In my writing about the Christian right, especially as that movement is working the levers of power in the Trump era, I have sometimes described them as “Christofascists” or “White Christian supremacists.” Is that language accurate or excessive? Offer a corrective, if you would.  

"Christofascism" is certainly a provocative term. I deal with fascism in my book and try to define it very carefully. While it is not the term that I choose to describe the main problem as I see it, there are especially awful parts of authoritarian reactionary Christianity and its political expression that might well merit the term. As one who wrote his dissertation and first book about Nazi Germany and the Holocaust, I don’t use these terms lightly.

But I also know that the deployment, manipulation and fusion of Christianity with racism, authoritarianism and violence was not just a possibility in one country at one given time. It is a possibility in any country that has a large but shrinking Christian population that feels threatened by unwanted cultural changes in a liberalizing direction — including immigration, racial and ethnic pluralism, loosening of sexual morality, feminism, etc. — is attracted to authoritarianism and disdainful of democracy, and finds leaders who can take them right over the edge into the future of which they had perhaps only begun to dream.  

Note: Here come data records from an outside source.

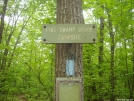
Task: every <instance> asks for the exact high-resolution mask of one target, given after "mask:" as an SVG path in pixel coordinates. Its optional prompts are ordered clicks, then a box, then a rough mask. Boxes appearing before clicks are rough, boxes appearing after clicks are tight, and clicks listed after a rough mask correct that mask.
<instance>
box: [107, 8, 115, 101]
mask: <svg viewBox="0 0 134 101" xmlns="http://www.w3.org/2000/svg"><path fill="white" fill-rule="evenodd" d="M107 13H108V20H109V22H108V24H109V35H110V40H111V42H110V51H111V52H110V54H111V63H110V69H111V98H110V101H115V94H114V90H115V71H114V65H115V64H114V54H115V45H114V44H115V41H114V40H115V39H114V33H113V24H112V21H111V16H110V14H109V13H110V11H109V9H107Z"/></svg>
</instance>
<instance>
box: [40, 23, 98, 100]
mask: <svg viewBox="0 0 134 101" xmlns="http://www.w3.org/2000/svg"><path fill="white" fill-rule="evenodd" d="M42 29H43V30H42V41H43V43H57V44H63V43H65V44H68V43H69V45H70V44H73V43H74V44H76V43H80V44H81V43H95V42H96V36H97V34H96V33H97V29H96V25H94V24H55V25H52V24H45V25H43V27H42ZM69 48H70V46H69ZM66 50H67V49H66ZM75 55H76V54H75V53H73V52H72V53H71V51H70V55H69V56H67V57H66V56H65V55H63V56H64V57H66V59H65V60H64V62H65V67H61V69H62V70H60V71H61V72H63V73H64V75H62V74H61V73H58V74H59V75H60V76H61V77H56V81H55V82H56V83H55V84H56V87H55V93H56V96H55V99H56V101H83V78H82V76H80V77H78V75H77V72H79V71H80V70H79V68H78V67H76V65H75V62H76V60H77V59H76V56H75ZM58 56H59V55H58ZM59 62H60V63H58V64H59V65H60V64H61V61H59ZM59 67H60V66H59ZM55 71H56V73H57V70H55ZM65 75H66V76H65Z"/></svg>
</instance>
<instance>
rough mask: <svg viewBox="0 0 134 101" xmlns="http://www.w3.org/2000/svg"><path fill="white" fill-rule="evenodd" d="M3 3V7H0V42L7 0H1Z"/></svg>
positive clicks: (2, 28) (6, 8)
mask: <svg viewBox="0 0 134 101" xmlns="http://www.w3.org/2000/svg"><path fill="white" fill-rule="evenodd" d="M3 2H4V4H3V9H2V14H0V15H1V24H0V43H1V41H2V34H3V30H4V18H5V13H6V9H7V3H8V0H3Z"/></svg>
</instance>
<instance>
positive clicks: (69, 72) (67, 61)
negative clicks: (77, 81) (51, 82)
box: [66, 59, 74, 76]
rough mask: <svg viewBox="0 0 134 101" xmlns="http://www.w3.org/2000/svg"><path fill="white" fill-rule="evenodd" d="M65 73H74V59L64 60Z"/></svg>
mask: <svg viewBox="0 0 134 101" xmlns="http://www.w3.org/2000/svg"><path fill="white" fill-rule="evenodd" d="M66 74H67V76H73V75H74V60H73V59H71V60H69V59H67V60H66Z"/></svg>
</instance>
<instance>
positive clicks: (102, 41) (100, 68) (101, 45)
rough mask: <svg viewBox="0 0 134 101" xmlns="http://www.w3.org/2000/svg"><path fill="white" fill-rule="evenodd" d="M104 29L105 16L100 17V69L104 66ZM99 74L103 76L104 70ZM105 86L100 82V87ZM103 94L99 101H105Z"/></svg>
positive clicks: (99, 65) (99, 72) (99, 99)
mask: <svg viewBox="0 0 134 101" xmlns="http://www.w3.org/2000/svg"><path fill="white" fill-rule="evenodd" d="M103 30H104V18H103V17H101V18H100V38H99V39H100V44H101V45H100V46H99V59H98V60H99V69H101V67H102V64H103V51H104V46H103V44H104V33H103ZM99 76H100V77H101V78H102V76H103V72H102V71H100V72H99ZM102 87H103V83H99V88H100V89H101V88H102ZM102 99H103V95H102V94H99V101H103V100H102Z"/></svg>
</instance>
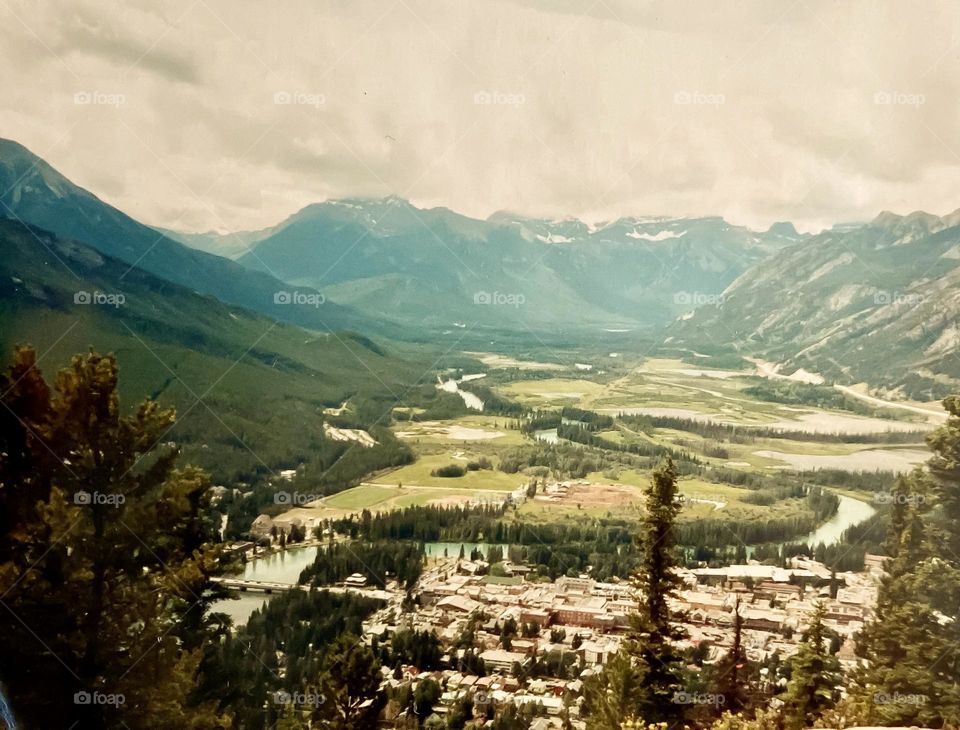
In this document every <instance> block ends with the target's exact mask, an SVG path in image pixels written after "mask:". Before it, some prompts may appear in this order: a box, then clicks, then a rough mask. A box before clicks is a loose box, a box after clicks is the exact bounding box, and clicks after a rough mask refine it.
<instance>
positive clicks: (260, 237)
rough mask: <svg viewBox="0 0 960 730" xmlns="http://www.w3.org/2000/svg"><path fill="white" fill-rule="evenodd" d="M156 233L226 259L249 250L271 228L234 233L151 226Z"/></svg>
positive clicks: (238, 254)
mask: <svg viewBox="0 0 960 730" xmlns="http://www.w3.org/2000/svg"><path fill="white" fill-rule="evenodd" d="M151 227H152V228H153V230H155V231H156V232H157V233H159V234H161V235H163V236H166V237H167V238H169V239H170V240H171V241H176V242H177V243H182V244H183V245H184V246H189V247H190V248H195V249H197V250H198V251H205V252H206V253H212V254H213V255H214V256H223V257H224V258H227V259H236V258H238V257H240V256H242V255H243V254H245V253H246V252H247V251H249V250H250V249H251V248H252V247H253V245H254V244H255V243H257V242H258V241H262V240H263V239H264V238H266V237H267V236H269V235H270V233H271V232H272V230H273V229H272V228H265V229H263V230H261V231H237V232H236V233H229V232H226V233H225V232H222V231H206V232H205V233H187V232H184V231H175V230H173V229H172V228H162V227H161V226H151Z"/></svg>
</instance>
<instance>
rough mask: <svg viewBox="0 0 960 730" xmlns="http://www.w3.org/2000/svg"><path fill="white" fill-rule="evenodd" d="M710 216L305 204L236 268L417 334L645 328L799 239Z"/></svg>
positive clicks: (794, 235)
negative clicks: (547, 211)
mask: <svg viewBox="0 0 960 730" xmlns="http://www.w3.org/2000/svg"><path fill="white" fill-rule="evenodd" d="M803 238H804V236H801V235H800V234H797V233H796V231H795V230H793V228H792V226H791V227H790V228H789V230H782V229H780V228H778V229H775V230H772V231H768V232H760V233H758V232H754V231H750V230H748V229H746V228H743V227H740V226H733V225H731V224H729V223H727V222H726V221H724V220H723V219H721V218H716V217H711V218H690V219H686V218H622V219H619V220H617V221H613V222H610V223H606V224H602V225H598V226H592V225H588V224H586V223H584V222H583V221H579V220H575V219H569V220H559V221H551V220H545V219H534V218H526V217H523V216H519V215H516V214H512V213H508V212H500V213H496V214H494V215H492V216H491V217H490V218H488V219H487V220H477V219H473V218H469V217H466V216H463V215H460V214H458V213H455V212H453V211H451V210H448V209H446V208H432V209H421V208H417V207H416V206H414V205H412V204H411V203H410V202H409V201H406V200H403V199H401V198H397V197H389V198H383V199H369V198H349V199H344V200H334V201H327V202H324V203H318V204H314V205H310V206H307V207H306V208H304V209H303V210H301V211H299V212H298V213H296V214H295V215H293V216H291V217H290V218H288V219H287V220H286V221H284V222H282V223H281V224H279V225H278V226H276V227H275V229H274V231H273V232H272V233H271V234H270V235H269V236H267V237H265V238H264V239H263V240H261V241H260V242H259V243H257V244H256V245H255V246H254V247H253V249H252V250H251V251H250V252H248V253H247V254H245V255H243V256H241V257H239V258H238V261H239V262H240V263H242V264H243V265H245V266H248V267H250V268H251V269H254V270H256V271H263V272H266V271H270V272H274V273H275V274H276V275H277V276H278V277H280V278H282V279H284V280H286V281H290V282H291V283H293V284H296V285H302V286H309V287H313V288H316V289H319V290H321V291H322V292H324V293H325V294H327V295H329V296H330V297H331V298H334V299H336V300H337V301H340V302H343V303H345V304H349V305H350V306H353V307H355V308H357V309H358V310H360V311H362V312H364V313H365V314H367V315H368V316H374V317H389V318H394V319H397V320H399V321H402V322H405V323H408V324H416V325H417V326H419V327H426V328H432V329H445V328H449V327H451V326H453V325H461V326H462V325H464V324H468V325H471V324H473V325H479V326H480V327H482V328H491V329H506V330H519V331H526V330H538V329H539V330H541V331H543V330H547V329H549V330H551V331H558V330H560V331H572V330H577V329H579V330H585V329H592V330H598V329H600V328H603V327H627V328H637V327H640V328H644V327H646V328H649V327H654V326H657V325H662V324H665V323H667V322H669V321H670V320H671V319H672V318H673V317H674V316H676V315H677V314H678V313H680V312H682V311H685V310H686V309H689V307H690V304H691V303H692V302H696V301H697V300H698V299H699V298H701V297H709V296H713V295H716V294H719V292H721V291H722V290H723V289H724V288H725V287H726V286H727V285H728V284H729V283H730V282H731V281H733V280H734V279H735V278H736V277H737V276H738V275H739V274H741V273H742V272H743V271H745V270H746V269H747V268H748V267H749V266H750V265H751V264H753V263H754V262H756V261H758V260H760V259H761V258H763V257H765V256H767V255H769V254H770V253H772V252H773V251H776V250H779V249H780V248H782V247H783V246H786V245H789V244H792V243H795V242H796V241H799V240H803Z"/></svg>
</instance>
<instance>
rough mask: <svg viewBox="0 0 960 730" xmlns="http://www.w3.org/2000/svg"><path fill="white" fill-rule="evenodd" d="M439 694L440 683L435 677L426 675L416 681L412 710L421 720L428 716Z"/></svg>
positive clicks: (440, 694) (413, 697)
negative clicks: (423, 677)
mask: <svg viewBox="0 0 960 730" xmlns="http://www.w3.org/2000/svg"><path fill="white" fill-rule="evenodd" d="M441 694H442V692H441V691H440V685H439V684H437V681H436V680H435V679H430V678H429V677H428V678H427V679H423V680H421V681H419V682H417V686H416V689H414V690H413V711H414V712H415V713H416V715H417V717H419V718H420V721H421V722H423V721H424V720H426V719H427V718H428V717H430V713H432V712H433V706H434V705H435V704H437V702H438V701H439V700H440V695H441Z"/></svg>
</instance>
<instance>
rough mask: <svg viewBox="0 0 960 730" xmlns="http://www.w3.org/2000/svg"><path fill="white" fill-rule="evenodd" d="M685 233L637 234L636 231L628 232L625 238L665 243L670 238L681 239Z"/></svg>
mask: <svg viewBox="0 0 960 730" xmlns="http://www.w3.org/2000/svg"><path fill="white" fill-rule="evenodd" d="M686 233H687V232H686V231H681V232H680V233H674V232H673V231H660V232H659V233H653V234H650V233H638V232H637V231H635V230H634V231H629V232H628V233H627V236H628V237H629V238H637V239H643V240H644V241H666V240H668V239H671V238H683V236H685V235H686Z"/></svg>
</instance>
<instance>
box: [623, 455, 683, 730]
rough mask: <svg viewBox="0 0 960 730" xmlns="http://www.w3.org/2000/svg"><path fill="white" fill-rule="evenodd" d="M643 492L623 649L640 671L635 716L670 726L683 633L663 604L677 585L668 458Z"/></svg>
mask: <svg viewBox="0 0 960 730" xmlns="http://www.w3.org/2000/svg"><path fill="white" fill-rule="evenodd" d="M644 492H645V497H646V501H645V505H644V506H645V510H644V516H643V521H642V530H641V533H640V536H639V539H638V546H639V548H640V554H641V558H640V569H639V570H638V572H637V574H636V577H635V579H634V585H635V586H636V588H637V590H638V591H639V593H640V604H639V611H638V613H637V615H636V616H635V617H634V620H633V624H632V627H631V634H630V637H629V640H628V642H627V651H628V652H630V653H631V654H632V655H633V656H635V657H636V658H637V659H639V661H640V662H641V663H642V664H643V666H644V667H645V672H644V686H645V688H646V693H645V694H646V696H645V698H644V701H643V703H642V705H641V707H640V708H638V713H637V715H638V717H641V718H643V719H644V720H646V721H647V722H671V721H674V720H676V719H677V717H678V716H679V714H680V707H679V705H677V704H676V703H674V702H673V697H674V695H675V694H676V693H677V692H678V691H679V690H680V689H681V687H682V683H681V677H682V674H683V661H682V657H681V656H680V655H679V653H678V652H677V650H676V648H675V646H674V644H673V642H675V641H677V640H679V639H681V638H682V637H683V633H682V631H681V630H680V629H679V627H678V626H677V625H676V624H675V623H674V617H673V616H672V614H671V611H670V606H669V603H668V601H669V599H671V598H672V597H673V596H674V593H675V591H676V589H677V587H678V586H679V584H680V580H679V578H678V577H677V575H676V573H675V570H676V568H677V567H678V561H677V557H676V554H675V546H676V533H675V525H676V519H677V515H678V514H679V512H680V502H679V500H678V499H677V495H678V491H677V473H676V469H675V467H674V465H673V461H672V460H670V459H667V460H665V461H664V462H663V463H662V464H661V465H660V466H659V467H658V468H657V469H656V470H654V472H653V475H652V477H651V479H650V483H649V484H648V485H647V487H646V489H645V490H644Z"/></svg>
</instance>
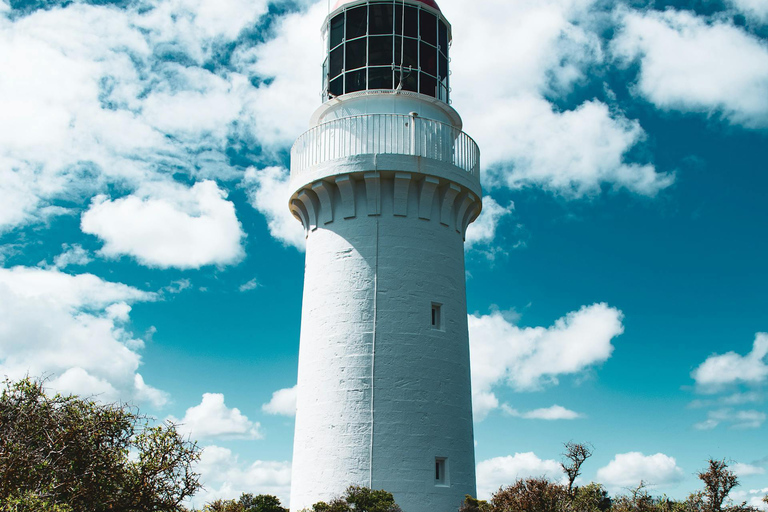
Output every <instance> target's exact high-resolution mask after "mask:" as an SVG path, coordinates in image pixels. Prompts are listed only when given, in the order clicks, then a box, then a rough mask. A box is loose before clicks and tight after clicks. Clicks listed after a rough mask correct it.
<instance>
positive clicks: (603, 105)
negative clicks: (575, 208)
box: [481, 97, 674, 199]
mask: <svg viewBox="0 0 768 512" xmlns="http://www.w3.org/2000/svg"><path fill="white" fill-rule="evenodd" d="M505 103H506V105H504V106H503V107H501V106H497V108H496V109H495V110H494V111H492V112H489V113H488V115H487V119H486V121H487V124H485V125H482V126H483V127H482V128H481V130H490V129H496V130H498V129H500V130H501V131H502V133H503V134H504V141H503V143H502V141H491V142H490V143H487V144H485V145H484V146H483V148H484V153H483V155H484V158H485V159H486V161H488V162H489V165H491V167H490V168H488V169H487V172H486V174H485V176H486V182H488V183H489V184H491V185H494V186H507V187H510V188H513V189H519V188H522V187H529V186H537V187H541V188H543V189H545V190H548V191H551V192H553V193H555V194H559V195H561V196H563V197H566V198H569V199H576V198H581V197H584V196H594V195H597V194H599V193H600V191H601V187H603V186H608V187H610V188H613V189H620V188H625V189H627V190H629V191H631V192H634V193H637V194H642V195H647V196H654V195H656V194H657V193H658V192H659V191H660V190H662V189H664V188H666V187H668V186H670V185H671V184H672V183H673V182H674V176H673V175H671V174H662V173H658V172H656V170H655V169H654V167H653V166H652V165H649V164H634V163H627V162H626V161H625V160H624V155H625V154H626V153H627V152H628V151H629V150H630V149H631V148H632V147H633V146H635V145H636V144H638V143H639V142H641V141H642V140H644V138H645V132H644V130H643V129H642V128H641V127H640V124H639V123H638V122H637V121H633V120H629V119H627V118H625V117H623V116H621V115H618V114H616V113H612V112H610V110H609V108H608V106H607V105H605V104H604V103H601V102H599V101H588V102H586V103H583V104H582V105H580V106H579V107H577V108H576V109H575V110H570V111H564V112H555V111H554V110H553V107H552V105H550V104H549V103H548V102H547V101H545V100H543V99H539V98H533V97H528V98H513V99H506V100H505ZM509 112H514V113H515V115H514V116H510V115H509ZM494 117H496V118H499V119H494ZM497 136H498V135H497ZM500 152H503V153H500ZM489 153H490V154H489ZM493 164H498V165H495V166H494V165H493Z"/></svg>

Politics is about emotions and stories. What narrative and mythology have those on the Christian right created about the United States and their relationship to it?

"What [Christian nationalists] really mean is that America was founded by white Protestant Christian men as a quasi-democracy (with slavery and then segregation) who properly set the values and parameters of the society. Those were the good old days."

The story is that America was a great nation, founded by Christians as a Christian constitutional republic, which lost its way and needs to be made great again. What they really mean is that America was founded by white Protestant Christian men as a white-dominated quasi-democracy (with slavery and then segregation, which to them was perhaps unfortunate but doesn’t change the fundamental narrative) who properly set the values and parameters of the society. Those were the good old days, ruined in the last X number of years by, fill in the blank, socialism, atheism, globalism, communism, political correctness, critical race theory, liberalism, wokeness, feminism, immoralism, Democrats, etc. Now we are in a cosmic fight to the finish between the rightful leaders and vision of the society and those who have hijacked it.  

One of the great challenges in this moment of political and social crisis is that the Christian right, like “conservatives” more broadly, do not believe in facts, evidence, consensus reality and verifiable truth claims. They engage in magical thinking, driven by ideology and raw power, in a reactionary project to remake American society. You can’t argue facts, data and evidence with those who are possessed by religious politics. That is a source of great frustration for many self-described liberals and centrists who have deluded themselves into believing that the truth and good policy will win out in the end.

The susceptibility to QAnon-type conspiracy theories on the right reflects the geographic ghettos and echo chamber in which many of these folks live. I lived in small-town west Tennessee for 11 years and it helps me understand this phenomenon. There are huge numbers of pious white Christians who live and move exclusively in 99% white Christian enclaves — home school or church school, fundamentalist or evangelical churches, school curricula, publishing houses, magazines, friendship circles, entertainment outlets, social media subcultures, Fox News and OANN, etc. The subculture extends onward to colleges and seminaries and professional schools in the conservative Christian world.

Utterly alienated from mainstream culture and mainstream higher education and scholarship, which is often viewed with suspicion, these people live in an information bubble in which their version of reality is constantly repeated and reinforced. I view House Speaker Mike Johnson as a garden-variety Louisiana outgrowth of this subculture. People with his views are a dime a dozen all over the South.